Cameras are being embedded everywhere. We find them on our phones, tablets, laptops and other types of gadgets as well. Digital cameras are getting sharper and smarter by the day. Some cameras capture good quality pictures while some cameras don’t. We frequently come across the camera specs which mention the ‘MP’ value of the camera. You understand the fact that a 12MP camera takes better pictures than a 5MP camera. Have you ever stopped to think what makes it better? More pixels means better pictures. Why exactly is that?
It’s like telling a story
Let’s consider the following situation. Peter just came back from a wonderful trip. The place he went to was very exotic and he wants to describe it to George. Now, George is in a hurry and so he asks Peter to describe the whole trip in just 10 words. That’s very less right! Peter will hardly be able to convey what happened. Peter thinks hard and comes up with an apt 10-word description. It’s not much, but it gives George a rough idea of what it was like. George runs into Peter later that evening and now that he has some time. He asks Peter to describe the whole trip in 50 words. Peter feels a bit comfortable and describes the trip in greater detail. George will now get a better idea of what it was actually like. It’s still not enough, but it’s better than just 10 words. George meets Peter again the next day and now they are both free. George wants to know all about the wonderful trip and the exotic place. Peter describes the whole trip in 500 words and he gives out complete details of the trip. Although it took more time, the transfer of information was maximum.
You see where I was going with the above analogy? Pixels are like words. The more pixels you have, the better you can describe the actual scene. You can never actually describe it exactly the way it was, but you make the difference negligible to the human eye.
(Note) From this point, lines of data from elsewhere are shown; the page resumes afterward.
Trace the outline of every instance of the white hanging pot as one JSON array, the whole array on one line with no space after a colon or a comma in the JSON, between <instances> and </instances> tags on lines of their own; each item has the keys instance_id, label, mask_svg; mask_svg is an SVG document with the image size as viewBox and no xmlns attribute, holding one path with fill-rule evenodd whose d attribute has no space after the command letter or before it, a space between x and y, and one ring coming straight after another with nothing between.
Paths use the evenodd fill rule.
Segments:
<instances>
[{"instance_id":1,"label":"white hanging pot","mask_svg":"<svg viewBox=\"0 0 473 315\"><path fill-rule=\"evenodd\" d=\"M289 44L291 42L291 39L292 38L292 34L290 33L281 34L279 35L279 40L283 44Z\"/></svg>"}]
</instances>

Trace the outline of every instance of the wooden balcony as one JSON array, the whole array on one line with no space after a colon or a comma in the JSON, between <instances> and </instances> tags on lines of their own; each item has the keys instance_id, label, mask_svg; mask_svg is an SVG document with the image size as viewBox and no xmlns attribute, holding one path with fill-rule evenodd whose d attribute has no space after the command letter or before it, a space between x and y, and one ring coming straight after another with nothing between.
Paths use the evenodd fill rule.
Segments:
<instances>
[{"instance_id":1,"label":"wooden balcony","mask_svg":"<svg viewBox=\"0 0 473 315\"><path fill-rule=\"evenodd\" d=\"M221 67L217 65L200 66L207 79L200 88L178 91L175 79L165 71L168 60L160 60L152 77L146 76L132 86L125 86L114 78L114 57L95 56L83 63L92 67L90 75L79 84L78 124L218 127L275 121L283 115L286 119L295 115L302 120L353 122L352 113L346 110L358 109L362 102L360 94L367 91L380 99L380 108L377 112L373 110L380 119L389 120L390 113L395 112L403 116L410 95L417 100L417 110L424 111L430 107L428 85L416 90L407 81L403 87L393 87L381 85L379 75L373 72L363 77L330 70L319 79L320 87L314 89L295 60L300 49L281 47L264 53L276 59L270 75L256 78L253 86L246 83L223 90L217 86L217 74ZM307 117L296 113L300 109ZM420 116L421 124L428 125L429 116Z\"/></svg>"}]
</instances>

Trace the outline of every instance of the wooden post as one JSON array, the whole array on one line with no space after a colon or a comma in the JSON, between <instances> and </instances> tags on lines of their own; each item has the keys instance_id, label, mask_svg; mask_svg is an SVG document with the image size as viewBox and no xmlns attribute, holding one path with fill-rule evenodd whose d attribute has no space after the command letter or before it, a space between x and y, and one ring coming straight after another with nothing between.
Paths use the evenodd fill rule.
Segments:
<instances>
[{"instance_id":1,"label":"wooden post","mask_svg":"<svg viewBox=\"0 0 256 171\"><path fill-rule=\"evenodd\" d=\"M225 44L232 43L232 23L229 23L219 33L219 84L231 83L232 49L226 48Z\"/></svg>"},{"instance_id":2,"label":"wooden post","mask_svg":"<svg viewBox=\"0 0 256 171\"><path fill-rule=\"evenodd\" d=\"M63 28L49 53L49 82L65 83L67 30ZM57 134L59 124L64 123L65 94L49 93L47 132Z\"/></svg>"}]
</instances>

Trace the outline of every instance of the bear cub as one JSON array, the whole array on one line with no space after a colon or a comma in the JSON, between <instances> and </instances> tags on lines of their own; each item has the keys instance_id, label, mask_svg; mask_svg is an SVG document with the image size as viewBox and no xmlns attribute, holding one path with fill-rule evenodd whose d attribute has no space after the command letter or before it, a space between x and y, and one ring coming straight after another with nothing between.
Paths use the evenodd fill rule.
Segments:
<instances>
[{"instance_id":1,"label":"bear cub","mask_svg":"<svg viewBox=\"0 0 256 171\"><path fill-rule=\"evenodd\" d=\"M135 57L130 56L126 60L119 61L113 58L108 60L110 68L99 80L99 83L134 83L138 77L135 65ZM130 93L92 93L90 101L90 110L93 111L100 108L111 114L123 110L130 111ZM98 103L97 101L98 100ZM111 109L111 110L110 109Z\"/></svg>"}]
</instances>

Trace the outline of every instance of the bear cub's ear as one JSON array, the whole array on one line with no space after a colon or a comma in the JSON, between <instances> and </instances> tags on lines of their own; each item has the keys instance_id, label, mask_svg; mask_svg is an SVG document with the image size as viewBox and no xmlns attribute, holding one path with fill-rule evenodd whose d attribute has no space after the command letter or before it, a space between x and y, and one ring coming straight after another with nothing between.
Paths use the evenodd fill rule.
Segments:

What happens under the hood of the camera?
A digital camera is a device used to create digital images from an actual physical scene. Now what exactly is digital here? When you capture an image using your camera, the light-sensitive sensors on the camera capture the brightness and color information. These sensors are called pixels. How do they do it? Well that will take a full blog post to explain because we will have to go deep into optics and properties of materials. Now each pixel will be represented by some bits so that we can store them. This is where the digital part comes in. It’s like rounding off. Just like how we discard small change when we deal with money, computers also discard some minor things to digitize the data and store it.
I keep hearing this thing called ‘camera resolution’. What is that?
Imagine a rectangular surface. You are asked to divide the surface into smaller rectangles. These smaller rectangles correspond to pixels. Each rectangle can record only one measurement. This means that if the size of these rectangles is big, the image will not be sharp. It’s just like how using less words hampered Peter earlier. Bigger rectangles would mean less number of total rectangles on that original rectangular surface. Now if you chop up that rectangular surface into very small pieces, you will have a lot of rectangles. It’s like giving Peter the freedom to use more words. The captured image would be sharper in this scenario. The number of pixels gives us an idea of ‘camera resolution’. Higher the number of pixels, higher the resolution.
If that is the case, then why don’t they all manufacture high resolution cameras?
Dividing up the rectangular surface consumes time and energy. If you split the surface into small number of rectangles, it saves time and energy but the image quality is bad. If you split the surface into large number of rectangles, it takes more time and energy but the captured image would be better. This is the trade-off the camera companies are dealing with! This is the reason why cameras with less number of pixels are usually cheaper than cameras with higher number of pixels.
Modern cameras are very advanced and a lot of processing goes on under the hood. The processing includes image stabilization, intensity adjustment, histogram equalization, high dynamic range imaging and much more. People are actually bad at taking pictures, it’s because of these technologies that the image almost always comes out to be good.